Natürlich habe ich die auch gemacht. Auf dem Weg zu meinem Asylverfahren bin ich in Zirndorf ausgestiegen und wollte nachfragen, welchen Zug ich nehmen sollte. Da haben sie laut geschrien: „Raus, du Schwein.“ Jetzt hast du auch an der Post Leute, die ausländisch aussehen, an der Bank hast du welche, an der Müllabfuhr, auf der Straße. Damals, als ich meinen Job gesucht habe, hast du weder in der Bank noch auf der Post noch bei den Müllmännern Leute mit ausländischer Herkunft gesehen. Einfache Leute, die irgendwo auf dem Großmarkt arbeiteten, das konnten Ausländer sein.

Haben Sie oft solche Erfahrungen wie die in Zirndorf gemacht?

Nein, nicht so oft. Wenn ich alles zusammenzähle, vielleicht fünf, sechs Mal.

Sechs Mal zu oft.

Es ist so. Früher war es mehr. Jetzt ist es viel humaner geworden, weil sie entweder ausgestorben sind oder sich gebildet haben, eine andere Ansicht angenommen haben. Die Gesellschaft ist bunter geworden.
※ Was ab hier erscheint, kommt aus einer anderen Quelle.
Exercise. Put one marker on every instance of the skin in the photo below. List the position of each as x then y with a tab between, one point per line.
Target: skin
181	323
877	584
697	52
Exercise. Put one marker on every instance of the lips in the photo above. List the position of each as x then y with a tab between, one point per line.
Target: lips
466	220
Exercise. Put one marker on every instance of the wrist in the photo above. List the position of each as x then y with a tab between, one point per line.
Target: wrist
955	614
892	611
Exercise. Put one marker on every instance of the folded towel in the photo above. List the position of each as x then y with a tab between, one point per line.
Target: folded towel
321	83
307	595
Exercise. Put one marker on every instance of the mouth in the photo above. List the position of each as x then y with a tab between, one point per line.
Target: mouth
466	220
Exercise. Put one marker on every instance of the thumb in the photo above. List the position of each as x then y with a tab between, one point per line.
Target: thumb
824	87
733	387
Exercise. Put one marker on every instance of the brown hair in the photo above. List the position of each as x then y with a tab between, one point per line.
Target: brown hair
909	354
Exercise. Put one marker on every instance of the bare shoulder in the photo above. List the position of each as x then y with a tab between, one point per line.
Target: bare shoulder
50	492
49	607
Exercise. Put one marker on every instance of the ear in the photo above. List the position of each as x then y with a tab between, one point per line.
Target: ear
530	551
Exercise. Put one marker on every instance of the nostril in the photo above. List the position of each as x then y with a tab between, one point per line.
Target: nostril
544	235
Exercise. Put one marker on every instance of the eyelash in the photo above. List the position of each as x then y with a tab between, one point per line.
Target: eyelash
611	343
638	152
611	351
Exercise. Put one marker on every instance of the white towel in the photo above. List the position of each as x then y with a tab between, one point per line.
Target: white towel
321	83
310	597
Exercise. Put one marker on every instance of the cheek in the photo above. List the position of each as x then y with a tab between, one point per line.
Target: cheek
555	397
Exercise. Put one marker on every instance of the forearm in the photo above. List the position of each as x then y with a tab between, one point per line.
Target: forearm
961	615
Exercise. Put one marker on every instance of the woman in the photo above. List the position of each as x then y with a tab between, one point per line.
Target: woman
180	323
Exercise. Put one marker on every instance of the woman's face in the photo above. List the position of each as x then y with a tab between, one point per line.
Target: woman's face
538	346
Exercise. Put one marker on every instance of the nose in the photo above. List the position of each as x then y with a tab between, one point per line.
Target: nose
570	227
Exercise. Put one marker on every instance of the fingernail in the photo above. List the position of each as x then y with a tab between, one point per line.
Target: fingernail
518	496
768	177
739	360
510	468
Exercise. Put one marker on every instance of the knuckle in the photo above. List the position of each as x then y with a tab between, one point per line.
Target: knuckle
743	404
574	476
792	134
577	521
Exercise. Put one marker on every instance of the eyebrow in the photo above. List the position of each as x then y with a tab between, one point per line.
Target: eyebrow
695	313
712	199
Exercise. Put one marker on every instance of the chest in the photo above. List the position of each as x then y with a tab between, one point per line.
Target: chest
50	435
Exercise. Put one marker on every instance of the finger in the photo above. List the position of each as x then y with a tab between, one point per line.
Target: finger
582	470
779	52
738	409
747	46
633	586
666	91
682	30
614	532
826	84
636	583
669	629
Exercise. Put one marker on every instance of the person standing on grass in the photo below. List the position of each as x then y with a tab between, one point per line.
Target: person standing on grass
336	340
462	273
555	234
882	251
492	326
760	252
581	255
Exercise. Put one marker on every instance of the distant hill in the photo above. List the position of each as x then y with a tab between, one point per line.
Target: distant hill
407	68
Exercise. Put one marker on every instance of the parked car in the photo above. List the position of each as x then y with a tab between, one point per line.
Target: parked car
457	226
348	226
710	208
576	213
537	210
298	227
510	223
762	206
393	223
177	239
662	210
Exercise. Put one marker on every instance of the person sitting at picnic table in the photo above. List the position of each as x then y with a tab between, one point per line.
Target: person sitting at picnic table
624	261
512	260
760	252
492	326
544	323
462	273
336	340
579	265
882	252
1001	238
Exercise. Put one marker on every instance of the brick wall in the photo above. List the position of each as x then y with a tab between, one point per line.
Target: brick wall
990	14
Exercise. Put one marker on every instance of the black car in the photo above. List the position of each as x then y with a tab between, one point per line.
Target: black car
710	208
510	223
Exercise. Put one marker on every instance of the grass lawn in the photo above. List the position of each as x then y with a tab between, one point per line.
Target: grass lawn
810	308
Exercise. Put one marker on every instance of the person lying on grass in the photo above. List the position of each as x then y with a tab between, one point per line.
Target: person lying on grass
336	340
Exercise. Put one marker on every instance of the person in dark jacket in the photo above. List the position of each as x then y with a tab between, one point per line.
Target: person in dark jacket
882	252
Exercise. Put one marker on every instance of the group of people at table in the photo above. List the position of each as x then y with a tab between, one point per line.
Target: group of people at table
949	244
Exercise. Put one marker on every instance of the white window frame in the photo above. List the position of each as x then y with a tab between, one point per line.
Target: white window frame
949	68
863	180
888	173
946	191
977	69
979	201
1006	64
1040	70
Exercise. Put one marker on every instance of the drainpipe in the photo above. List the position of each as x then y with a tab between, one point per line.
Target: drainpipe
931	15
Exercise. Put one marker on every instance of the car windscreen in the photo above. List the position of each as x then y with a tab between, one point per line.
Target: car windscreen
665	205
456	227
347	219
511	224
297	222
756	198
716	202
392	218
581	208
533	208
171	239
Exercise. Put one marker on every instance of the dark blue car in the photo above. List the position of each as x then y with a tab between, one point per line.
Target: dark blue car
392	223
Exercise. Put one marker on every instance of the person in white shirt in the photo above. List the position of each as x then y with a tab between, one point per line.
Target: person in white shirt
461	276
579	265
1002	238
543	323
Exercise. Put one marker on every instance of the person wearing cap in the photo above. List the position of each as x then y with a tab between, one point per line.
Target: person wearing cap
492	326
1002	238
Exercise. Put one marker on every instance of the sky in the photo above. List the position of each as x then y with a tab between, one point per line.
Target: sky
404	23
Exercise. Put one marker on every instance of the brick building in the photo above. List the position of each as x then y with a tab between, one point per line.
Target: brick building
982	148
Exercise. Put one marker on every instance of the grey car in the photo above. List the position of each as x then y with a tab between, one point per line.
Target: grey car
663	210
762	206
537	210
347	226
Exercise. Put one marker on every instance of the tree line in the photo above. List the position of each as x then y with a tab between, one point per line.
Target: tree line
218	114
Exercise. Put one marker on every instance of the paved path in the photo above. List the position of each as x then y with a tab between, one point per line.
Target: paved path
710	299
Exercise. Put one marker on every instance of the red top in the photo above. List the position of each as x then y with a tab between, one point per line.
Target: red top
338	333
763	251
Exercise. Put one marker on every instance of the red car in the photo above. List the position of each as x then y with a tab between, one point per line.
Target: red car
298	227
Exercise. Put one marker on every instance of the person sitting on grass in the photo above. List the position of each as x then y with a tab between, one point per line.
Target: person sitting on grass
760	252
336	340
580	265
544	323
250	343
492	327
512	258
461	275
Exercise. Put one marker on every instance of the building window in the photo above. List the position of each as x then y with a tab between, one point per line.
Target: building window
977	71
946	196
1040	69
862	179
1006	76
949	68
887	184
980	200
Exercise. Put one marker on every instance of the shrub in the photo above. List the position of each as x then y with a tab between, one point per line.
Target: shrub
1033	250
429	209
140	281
Vor etwa 20 Jahren hat mir ein Ghanaer immer morgens beim Auspacken geholfen. Nach einem Monat kam ein Kunde von der Ecke zu mir und sagte: „Da drüben wird gesprochen, wenn Alis Ware noch mal von dem Afrikaner angefasst wird, gehen wir nicht mehr hin.“

Und dann?

Er ist dann für eine Zeit nach Ghana gegangen und als er zurückkam, hatte er einen anderen Job und ist von selbst gegangen.

Hätten Sie ihn denn entlassen?

Nein, ich hätte ihn nicht entlassen.